Interventions considered to be particularly controversial or expected to significantly impact the Medicare program in the United States are considered in National Coverage Determinations. Medicare coverage for such interventions is limited to those deemed “reasonable and necessary” for the diagnosis or treatment of an illness or injury. What constitutes reasonable and necessary has not, however, been clearly defined.
To determine factors associated with positive National Coverage Determinations.
A dataset of coverage decisions from 1999 to 2007 (n=195) was created with the following variables: direction of coverage decision; quality of supporting evidence; availability of alternative interventions; cost-effectiveness of intervention; type of intervention; coverage requestor; and year of decision. Univariate and multivariate logistic regression analysis was used to determine factors associated with positive coverage.
The following variables were independently associated with positive Medicare coverage: good or fair quality supporting evidence (adjusted odds ratio, OR=6.04, P<0.01); presence of an alternative intervention (OR=0.130, P<0.01); no associated estimate of cost-effectiveness (OR=0.190, P<0.05). In addition, in comparison with coverage decisions made in the years 1999 to 2001, those made in the years 2002 to 2003, 2004 to 2005, and 2006 to 2007, were associated with positive coverage [ORs of 0.311 (P<0.05), 0.310 (P<0.1), and 0.109 (P<0.01), respectively].

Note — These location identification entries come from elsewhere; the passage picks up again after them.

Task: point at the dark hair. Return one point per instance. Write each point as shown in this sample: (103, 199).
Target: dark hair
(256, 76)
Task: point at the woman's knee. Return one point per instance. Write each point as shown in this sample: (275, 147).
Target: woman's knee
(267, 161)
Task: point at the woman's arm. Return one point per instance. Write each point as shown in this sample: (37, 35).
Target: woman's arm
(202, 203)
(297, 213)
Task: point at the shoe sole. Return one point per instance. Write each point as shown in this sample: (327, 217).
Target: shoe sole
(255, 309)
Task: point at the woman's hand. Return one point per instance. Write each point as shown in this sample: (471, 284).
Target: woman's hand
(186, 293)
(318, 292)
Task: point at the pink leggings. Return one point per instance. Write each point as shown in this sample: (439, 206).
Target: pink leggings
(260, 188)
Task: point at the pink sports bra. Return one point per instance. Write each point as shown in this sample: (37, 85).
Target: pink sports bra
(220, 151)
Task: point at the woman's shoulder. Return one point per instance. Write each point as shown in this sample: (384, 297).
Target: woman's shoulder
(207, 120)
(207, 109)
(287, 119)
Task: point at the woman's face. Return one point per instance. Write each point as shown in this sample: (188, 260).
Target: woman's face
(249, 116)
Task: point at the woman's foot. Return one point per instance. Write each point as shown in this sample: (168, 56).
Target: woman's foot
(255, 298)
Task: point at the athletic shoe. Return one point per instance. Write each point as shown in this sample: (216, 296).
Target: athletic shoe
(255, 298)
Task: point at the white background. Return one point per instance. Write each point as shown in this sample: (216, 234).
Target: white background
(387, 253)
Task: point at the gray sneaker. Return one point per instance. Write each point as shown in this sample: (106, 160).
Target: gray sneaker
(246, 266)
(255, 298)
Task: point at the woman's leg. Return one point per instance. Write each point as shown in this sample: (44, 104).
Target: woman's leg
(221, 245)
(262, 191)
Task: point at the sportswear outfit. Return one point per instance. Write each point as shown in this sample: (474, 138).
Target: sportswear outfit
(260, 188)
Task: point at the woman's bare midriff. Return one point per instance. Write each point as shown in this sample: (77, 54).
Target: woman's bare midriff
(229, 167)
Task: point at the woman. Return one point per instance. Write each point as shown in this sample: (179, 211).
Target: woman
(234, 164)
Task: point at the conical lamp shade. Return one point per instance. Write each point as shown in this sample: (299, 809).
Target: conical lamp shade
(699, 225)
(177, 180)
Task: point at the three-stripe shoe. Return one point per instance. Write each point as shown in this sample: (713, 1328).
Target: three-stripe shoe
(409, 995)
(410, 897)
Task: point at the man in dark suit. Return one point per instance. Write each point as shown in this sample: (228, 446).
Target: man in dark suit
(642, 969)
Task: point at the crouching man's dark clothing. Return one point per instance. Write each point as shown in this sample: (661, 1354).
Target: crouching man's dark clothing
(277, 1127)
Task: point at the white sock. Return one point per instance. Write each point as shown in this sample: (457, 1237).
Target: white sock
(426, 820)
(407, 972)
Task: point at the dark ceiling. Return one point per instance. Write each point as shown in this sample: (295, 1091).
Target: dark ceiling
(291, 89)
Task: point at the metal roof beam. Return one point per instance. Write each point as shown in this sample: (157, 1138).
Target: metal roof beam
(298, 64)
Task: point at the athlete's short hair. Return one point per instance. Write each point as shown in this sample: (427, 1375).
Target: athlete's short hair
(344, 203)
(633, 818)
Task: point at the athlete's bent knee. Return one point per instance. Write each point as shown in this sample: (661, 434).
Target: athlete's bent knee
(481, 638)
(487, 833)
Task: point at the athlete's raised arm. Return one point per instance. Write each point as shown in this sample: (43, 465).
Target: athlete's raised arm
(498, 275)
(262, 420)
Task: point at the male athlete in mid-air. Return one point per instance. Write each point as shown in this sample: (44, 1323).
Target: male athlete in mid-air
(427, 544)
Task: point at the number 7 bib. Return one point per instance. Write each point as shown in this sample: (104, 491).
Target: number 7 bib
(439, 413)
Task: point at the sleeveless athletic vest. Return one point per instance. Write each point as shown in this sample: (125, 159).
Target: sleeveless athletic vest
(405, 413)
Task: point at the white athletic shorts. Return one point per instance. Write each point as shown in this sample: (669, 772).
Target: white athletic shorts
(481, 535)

Findings suggest that good or fair quality supporting evidence is a strong predictor of positive coverage. Availability of alternative interventions, more recent decisions, and lack of an associated estimate of cost-effectiveness are associated with a decreased likelihood of positive coverage. The findings highlight Medicare’s move to evidence-based coverage decisions, and suggest that coverage decisions are influenced by the availability of cost-effectiveness evidence.